Hunter made no long tarrying in Lexington. He waited but to burn the house of the Governor of Virginia and swept on toward the pass in the Blue Ridge he had in mind. His line of march brought him and his thousands into a country as yet uncharred by war.
At Three Oaks there was a wounded soldier—a kinsman of Margaret Cleave’s, wounded in a skirmish in southwest Virginia and brought in an ambulance by his servant back to his native county. Here he found his own home closed; his mother gone to Richmond to nurse another son, his sister in Lynchburg with her husband. The ambulance took him on to Three Oaks, and here he had been for some days. Exposure and travel had not been good for him, and though his wound was healing, he lay in a low fever. He lay in Richard’s room, nursed by Margaret and an old, wrinkled, coloured woman.

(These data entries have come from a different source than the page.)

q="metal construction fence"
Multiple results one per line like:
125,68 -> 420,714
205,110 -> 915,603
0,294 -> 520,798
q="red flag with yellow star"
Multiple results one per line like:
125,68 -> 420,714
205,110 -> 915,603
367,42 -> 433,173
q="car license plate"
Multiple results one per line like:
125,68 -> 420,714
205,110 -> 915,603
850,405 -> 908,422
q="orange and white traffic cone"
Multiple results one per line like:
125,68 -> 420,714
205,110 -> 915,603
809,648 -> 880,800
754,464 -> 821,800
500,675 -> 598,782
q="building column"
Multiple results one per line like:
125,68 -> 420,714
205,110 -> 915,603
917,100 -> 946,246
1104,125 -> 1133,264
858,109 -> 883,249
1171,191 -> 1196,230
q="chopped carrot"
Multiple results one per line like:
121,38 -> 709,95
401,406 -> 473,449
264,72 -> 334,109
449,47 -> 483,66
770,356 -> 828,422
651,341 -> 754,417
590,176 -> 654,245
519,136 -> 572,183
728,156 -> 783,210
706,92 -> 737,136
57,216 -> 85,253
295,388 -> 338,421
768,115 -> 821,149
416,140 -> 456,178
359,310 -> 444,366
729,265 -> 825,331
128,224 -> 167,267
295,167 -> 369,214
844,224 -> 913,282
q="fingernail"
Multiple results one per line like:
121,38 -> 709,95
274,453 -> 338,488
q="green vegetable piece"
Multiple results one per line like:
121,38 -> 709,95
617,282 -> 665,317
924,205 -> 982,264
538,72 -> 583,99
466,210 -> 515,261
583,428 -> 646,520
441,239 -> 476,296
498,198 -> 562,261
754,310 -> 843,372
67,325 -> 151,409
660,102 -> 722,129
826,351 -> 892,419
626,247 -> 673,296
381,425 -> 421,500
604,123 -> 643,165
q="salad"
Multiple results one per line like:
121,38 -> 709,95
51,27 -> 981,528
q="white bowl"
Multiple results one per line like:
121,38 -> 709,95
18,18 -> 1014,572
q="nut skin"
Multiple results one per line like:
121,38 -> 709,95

Tullius was at Three Oaks. Cleave had sent him back, months before, to be a stay to the place. Now Margaret, coming through the hall, found him on the back porch, standing on the step between the pillars like a grave old Rameses. It was a hot June day, with clouds that promised a storm.
“What is it, Tullius?” asked Margaret. She took an old cane-seat chair and faced him. There were threads of grey in her hair. The old man noticed them this morning.
“Miss Miriam ain’ nowhere ’roun’, is she?”
“No. She is out with her book under the oaks. What is it?”